Harris looked to the dingy, cinderblock building behind the pumps for any sign of life. The left side of the place was two stories tall with a service bay for mechanical work, covered by a rollback door that looked to be more rust than metal. Faded banners hung stretched across it, one for Marlboro Reds and the other proclaiming a big sale on Bud Light. Judging by the age of the signs and the rust, it appeared the mechanical needs of the hamlet of Harlow were being served elsewhere and had been for quite a while.
The single story box attached to the side of the service bay was lit up from inside although Harris saw no movement inside. He could see that one wall was lined by a refrigerated case with beer and sodas, and that the little floor space there was inside was given over to display racks of grease, fat and sugar packaged in bright paper. And people wondered why America was getting so damn fat.

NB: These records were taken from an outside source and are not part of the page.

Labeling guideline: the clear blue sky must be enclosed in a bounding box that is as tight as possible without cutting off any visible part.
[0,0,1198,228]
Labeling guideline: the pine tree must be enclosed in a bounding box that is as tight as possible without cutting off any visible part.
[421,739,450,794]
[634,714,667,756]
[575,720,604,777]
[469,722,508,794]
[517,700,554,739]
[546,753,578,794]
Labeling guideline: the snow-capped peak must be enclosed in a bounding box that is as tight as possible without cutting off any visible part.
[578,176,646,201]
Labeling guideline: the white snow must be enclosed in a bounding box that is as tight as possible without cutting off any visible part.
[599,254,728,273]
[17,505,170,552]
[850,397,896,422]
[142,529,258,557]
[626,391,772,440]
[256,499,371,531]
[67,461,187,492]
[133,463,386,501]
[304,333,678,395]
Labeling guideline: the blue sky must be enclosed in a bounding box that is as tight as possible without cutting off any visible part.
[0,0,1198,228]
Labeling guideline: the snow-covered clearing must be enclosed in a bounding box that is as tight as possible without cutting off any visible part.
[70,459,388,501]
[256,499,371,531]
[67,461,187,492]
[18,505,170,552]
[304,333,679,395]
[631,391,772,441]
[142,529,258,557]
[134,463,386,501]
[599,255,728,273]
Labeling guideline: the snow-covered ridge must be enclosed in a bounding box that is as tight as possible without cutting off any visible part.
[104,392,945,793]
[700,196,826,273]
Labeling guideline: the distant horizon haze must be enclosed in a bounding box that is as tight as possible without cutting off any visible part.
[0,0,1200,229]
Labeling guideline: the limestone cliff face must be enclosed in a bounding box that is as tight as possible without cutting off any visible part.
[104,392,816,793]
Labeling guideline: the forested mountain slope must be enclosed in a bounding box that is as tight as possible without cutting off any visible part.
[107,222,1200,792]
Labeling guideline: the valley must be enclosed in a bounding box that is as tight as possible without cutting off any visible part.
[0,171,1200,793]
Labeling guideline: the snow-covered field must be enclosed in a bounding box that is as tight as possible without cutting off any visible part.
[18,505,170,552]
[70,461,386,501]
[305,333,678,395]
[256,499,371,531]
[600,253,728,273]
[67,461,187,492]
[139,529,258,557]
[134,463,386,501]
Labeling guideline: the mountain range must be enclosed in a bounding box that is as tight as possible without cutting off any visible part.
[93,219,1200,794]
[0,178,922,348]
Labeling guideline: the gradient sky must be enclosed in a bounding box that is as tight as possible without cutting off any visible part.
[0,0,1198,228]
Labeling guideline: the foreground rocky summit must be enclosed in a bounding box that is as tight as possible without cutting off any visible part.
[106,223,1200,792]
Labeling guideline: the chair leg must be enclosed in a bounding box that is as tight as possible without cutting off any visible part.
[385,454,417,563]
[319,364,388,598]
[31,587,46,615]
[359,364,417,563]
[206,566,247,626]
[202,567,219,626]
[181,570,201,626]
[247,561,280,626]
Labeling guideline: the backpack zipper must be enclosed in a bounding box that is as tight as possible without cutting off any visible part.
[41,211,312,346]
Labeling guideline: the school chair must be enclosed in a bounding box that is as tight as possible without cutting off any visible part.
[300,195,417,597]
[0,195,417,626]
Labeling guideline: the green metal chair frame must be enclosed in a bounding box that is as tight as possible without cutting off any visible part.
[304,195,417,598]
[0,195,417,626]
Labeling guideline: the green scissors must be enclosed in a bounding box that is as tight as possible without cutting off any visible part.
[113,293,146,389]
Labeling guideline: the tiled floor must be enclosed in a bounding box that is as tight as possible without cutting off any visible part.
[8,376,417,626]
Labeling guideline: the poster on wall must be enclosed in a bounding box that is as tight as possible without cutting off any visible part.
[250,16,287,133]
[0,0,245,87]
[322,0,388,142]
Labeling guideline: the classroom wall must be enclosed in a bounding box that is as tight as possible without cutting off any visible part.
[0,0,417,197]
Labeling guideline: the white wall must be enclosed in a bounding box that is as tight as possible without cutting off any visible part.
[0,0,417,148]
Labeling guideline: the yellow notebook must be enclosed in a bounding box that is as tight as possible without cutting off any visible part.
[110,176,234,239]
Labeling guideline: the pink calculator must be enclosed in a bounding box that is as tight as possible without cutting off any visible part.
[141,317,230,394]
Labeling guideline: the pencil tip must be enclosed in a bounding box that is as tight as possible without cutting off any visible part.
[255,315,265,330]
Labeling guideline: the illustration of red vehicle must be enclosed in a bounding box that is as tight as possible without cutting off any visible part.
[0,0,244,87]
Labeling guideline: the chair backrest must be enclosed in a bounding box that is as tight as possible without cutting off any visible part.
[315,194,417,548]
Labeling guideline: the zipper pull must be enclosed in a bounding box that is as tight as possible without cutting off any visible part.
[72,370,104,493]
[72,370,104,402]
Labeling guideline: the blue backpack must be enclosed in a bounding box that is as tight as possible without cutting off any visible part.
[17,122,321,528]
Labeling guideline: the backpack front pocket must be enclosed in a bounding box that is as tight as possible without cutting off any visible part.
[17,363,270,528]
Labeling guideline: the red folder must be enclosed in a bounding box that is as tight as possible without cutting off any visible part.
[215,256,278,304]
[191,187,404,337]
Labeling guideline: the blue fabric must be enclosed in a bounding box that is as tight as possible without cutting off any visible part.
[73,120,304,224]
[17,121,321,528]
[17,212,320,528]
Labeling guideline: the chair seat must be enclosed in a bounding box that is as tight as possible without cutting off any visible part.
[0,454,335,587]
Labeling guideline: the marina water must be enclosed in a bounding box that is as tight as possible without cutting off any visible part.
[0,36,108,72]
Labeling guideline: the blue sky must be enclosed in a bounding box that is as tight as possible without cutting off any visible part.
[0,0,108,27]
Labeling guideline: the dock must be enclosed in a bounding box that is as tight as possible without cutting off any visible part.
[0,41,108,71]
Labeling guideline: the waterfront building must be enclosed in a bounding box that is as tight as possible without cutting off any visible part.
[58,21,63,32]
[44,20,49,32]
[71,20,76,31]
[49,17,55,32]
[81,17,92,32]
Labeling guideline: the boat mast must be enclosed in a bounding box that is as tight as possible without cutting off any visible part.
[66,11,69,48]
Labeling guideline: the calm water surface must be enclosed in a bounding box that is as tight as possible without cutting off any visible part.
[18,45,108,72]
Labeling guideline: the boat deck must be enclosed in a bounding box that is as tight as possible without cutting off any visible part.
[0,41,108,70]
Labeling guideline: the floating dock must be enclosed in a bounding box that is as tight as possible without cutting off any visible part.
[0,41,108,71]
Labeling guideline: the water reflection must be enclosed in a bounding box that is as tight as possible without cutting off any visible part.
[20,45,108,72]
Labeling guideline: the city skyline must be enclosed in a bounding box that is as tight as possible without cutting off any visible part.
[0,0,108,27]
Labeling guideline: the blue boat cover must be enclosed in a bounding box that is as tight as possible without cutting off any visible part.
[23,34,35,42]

The slot where credit cards were accepted at the gas terminal had a little piece of paper taped to it: “Broke.
Come inside.” Harris wondered if the note referred to the gas station owner or just the slider for the credit cards. Didn’t matter to him, he planned on paying with cash anyway. He had a few cards that were theoretically not traceable back to him, but he hadn’t survived as long as he had without a certain amount of paranoia. As he walked to the building to find someone to pay, he heard a motor coming up the road behind him.
A pickup turned the corner, souped-up with extra suspension and big, knobby tires. Harris watched as headlights turned toward him, bouncing as the vehicle hit the potholes where the asphalt met the gas station’s concrete slab. Country music blared out from the windows. The truck pulled into the pump in front of Harris’s car, a dead deer sticking out the back of the bed. It was a big six-pointer, not a monster, but probably big enough to hang on someone’s wall.
The truck door swung open and, out of habit more than anything else, Harris sized up the man who came out. He was in his late twenties, six foot and maybe two hundred pounds, hard to tell with the coveralls and the hunting jacket. The man’s thick neck and posture marked him a jock that spent time in the gym. Harris noticed how he paused behind his door when he first got out, using it as a shield, while his eyes darted to the tree line outside the halo of light from the station, searching for threats. Harris recognized the behavior. He looked to the back window of the pickup and saw the USMC sticker there. Ex-military. Maybe a tour or two. Enough to still make him look for something moving in the shadows that might kill him.